Can short-term measures of teacher effects indicate long-term effectiveness? A recent, highly publicized report, The Long-Term Impacts of Teachers: Teacher Value-Added and Student Outcomes in Adulthood, concludes that elementary school teachers’ so-called value-added effects on their students show up years later in those students’ teenage pregnancy rates, college success and career earnings. A new review of that study, conducted for the National Education Policy Center (NEPC), found that while the study is impressive in many ways, more evidence is needed to prove a key part of its case.

The report is authored by economists from Harvard and Columbia University: Raj Chetty, John Friedman, and Jonah Rockoff.

Dale Ballou, an economist and professor of public policy and education at Vanderbilt University, reviewed The Long-Term Impacts of Teachers for NEPC’s Think Twice think tank review project.

The Chetty, Friedman and Rockoff study was covered extensively in major newspapers and was cited in President Obama’s State of the Union address. It has quickly become an important part of national discussions about how we should evaluate teachers. In particular, some policy makers believe that we should base decisions about teacher pay, retention and other considerations on the basis of how a teacher’s students perform on standardized tests, measured using “value-added” approaches that attempt to isolate the effects of individual teachers on student growth.

Past examinations of the value-added methodology have found that these analyses can vary widely based on even modest changes to the assumptions employed in the model or the assessment used. Teachers also have expressed concern that overreliance on test scores for teacher evaluations leads to a narrowing of the curriculum and teaching to the test.

The new study merges IRS data with archival test-score data from a large urban district, using value-added modeling to estimate the short-term test score growth of the students of teachers in reading/language arts and mathematics in grades 4 through 8. It then looked at certain longer-term outcomes for those students. The researchers concluded that teachers who proved to be effective at raising test scores in either of those subjects also had positive effects on other student outcomes, even years later.

According to Ballou, “The report claims that these positive outcomes are the result of having had higher value-added teachers, above and beyond any association that might arise for other reasons.”

The three economists support their conclusions regarding short-term effects with strong tests for systematic bias in the assignment of students to teachers. Those tests found that the value added was estimated without bias. Family background factors that predict high test scores were not distributed in such a way as to systematically favor teachers with high value-added estimates.

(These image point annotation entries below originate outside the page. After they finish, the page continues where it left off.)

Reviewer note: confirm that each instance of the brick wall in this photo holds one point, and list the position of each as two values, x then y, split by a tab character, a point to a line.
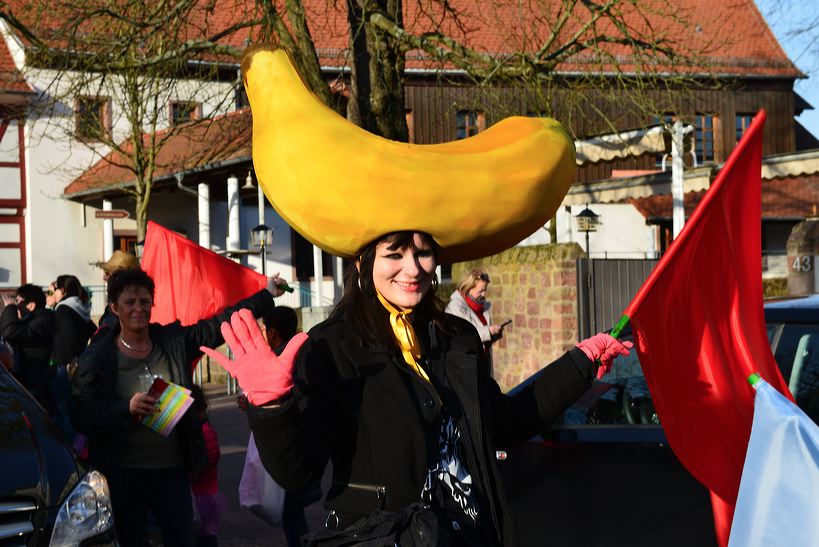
536	288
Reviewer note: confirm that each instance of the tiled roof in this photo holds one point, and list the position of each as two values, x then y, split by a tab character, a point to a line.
197	145
789	197
731	36
11	79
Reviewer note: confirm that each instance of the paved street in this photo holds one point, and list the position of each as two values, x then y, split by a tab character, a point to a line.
239	527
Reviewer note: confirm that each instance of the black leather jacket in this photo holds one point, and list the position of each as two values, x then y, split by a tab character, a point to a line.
97	411
355	404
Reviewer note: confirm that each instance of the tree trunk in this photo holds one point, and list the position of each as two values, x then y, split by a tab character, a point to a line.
377	101
141	200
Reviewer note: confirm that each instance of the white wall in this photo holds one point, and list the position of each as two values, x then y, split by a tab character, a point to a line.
622	233
60	238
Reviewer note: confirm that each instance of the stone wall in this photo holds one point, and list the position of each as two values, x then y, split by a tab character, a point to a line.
536	288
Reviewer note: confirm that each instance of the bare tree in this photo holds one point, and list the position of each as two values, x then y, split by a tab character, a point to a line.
124	78
146	51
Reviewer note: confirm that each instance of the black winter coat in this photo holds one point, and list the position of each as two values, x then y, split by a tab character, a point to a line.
32	339
354	404
71	335
97	411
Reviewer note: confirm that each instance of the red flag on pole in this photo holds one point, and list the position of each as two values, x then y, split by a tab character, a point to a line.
192	282
700	329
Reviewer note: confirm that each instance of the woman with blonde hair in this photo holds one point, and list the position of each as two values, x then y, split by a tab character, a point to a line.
468	301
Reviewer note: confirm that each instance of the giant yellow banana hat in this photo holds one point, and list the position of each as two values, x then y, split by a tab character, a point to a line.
342	187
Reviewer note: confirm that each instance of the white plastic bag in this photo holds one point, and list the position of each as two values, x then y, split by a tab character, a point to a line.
258	492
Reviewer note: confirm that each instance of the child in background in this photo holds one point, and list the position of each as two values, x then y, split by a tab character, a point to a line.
205	487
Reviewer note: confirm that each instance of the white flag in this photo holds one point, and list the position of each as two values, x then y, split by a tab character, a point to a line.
778	501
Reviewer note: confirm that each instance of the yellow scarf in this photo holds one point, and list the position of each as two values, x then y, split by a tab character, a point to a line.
405	335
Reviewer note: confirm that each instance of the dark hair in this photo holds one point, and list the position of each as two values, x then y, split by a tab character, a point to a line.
284	320
71	286
31	293
360	305
121	279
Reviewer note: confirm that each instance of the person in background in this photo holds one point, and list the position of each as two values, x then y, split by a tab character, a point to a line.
73	328
109	398
120	260
28	326
6	355
280	325
468	301
205	485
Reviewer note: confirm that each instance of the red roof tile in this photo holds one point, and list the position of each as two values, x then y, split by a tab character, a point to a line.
196	145
11	79
789	197
730	36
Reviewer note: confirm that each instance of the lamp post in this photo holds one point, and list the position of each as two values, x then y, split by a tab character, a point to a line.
587	221
261	236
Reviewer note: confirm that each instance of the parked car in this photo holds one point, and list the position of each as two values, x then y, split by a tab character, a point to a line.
47	496
604	474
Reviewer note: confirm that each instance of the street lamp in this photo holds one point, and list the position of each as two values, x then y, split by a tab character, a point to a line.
587	221
261	236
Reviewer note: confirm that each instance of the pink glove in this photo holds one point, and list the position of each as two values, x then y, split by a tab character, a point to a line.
604	348
261	374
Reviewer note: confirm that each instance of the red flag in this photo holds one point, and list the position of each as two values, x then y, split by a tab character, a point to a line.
192	282
700	329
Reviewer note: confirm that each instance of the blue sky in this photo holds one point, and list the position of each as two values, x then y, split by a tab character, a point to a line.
796	25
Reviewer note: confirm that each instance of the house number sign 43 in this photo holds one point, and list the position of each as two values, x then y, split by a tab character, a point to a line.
802	263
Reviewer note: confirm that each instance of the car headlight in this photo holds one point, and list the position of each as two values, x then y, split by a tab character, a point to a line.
85	513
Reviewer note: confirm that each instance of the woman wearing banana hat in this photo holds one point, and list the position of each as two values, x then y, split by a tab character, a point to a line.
396	393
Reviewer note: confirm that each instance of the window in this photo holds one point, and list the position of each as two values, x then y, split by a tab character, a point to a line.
705	138
743	122
468	123
240	97
92	117
184	111
303	253
667	121
125	242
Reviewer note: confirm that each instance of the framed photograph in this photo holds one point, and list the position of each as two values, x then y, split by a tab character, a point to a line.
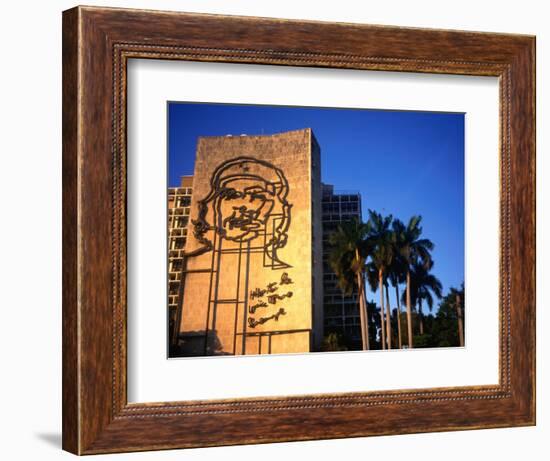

But Ballou explains that a similar set of tests is needed to establish that the estimated effect of high-value-added teachers on long-term outcomes is also free of bias. He writes:

What is needed now is to test whether family background factors that predict long-term success in employment, college attendance, etc., are distributed in such a way as to favor high-value-added teachers. … [T]he tests for bias need to be run again… The fact that similar tests have already validated the estimates of teacher value added does not imply that they are not needed to validate inferences about the impact of teachers on long-term outcomes. Indeed, it is probably even more important that these tests be conducted with respect to outcomes like earnings and the avoidance of teen pregnancy. Data available from tax returns are not likely to distinguish well between families that nurture the development of character and families that are much less successful in this task. Unobserved differences between families are likely to be very important. The way to test whether high-value-added teachers have been systematically assigned more students whose families are richer with respect to these unobservable factors is to conduct the quasi-experimental tests described above. Absent that, we will not know whether such differences were present and were the underlying reason for the observed association between teacher value-added and students’ long-term success.

“On this key point the report falls short,” Ballou writes. “While some of these tests have been reported, much more evidence could have been presented to support this claim. The same kind of tests conducted to establish that value added was estimated free of bias could have been applied to test the larger and more significant claim of this report: that high-value added teachers improve life outcomes many years after students have left their classrooms. In the absence of such evidence, it is premature to conclude that the report's central conclusions are correct.”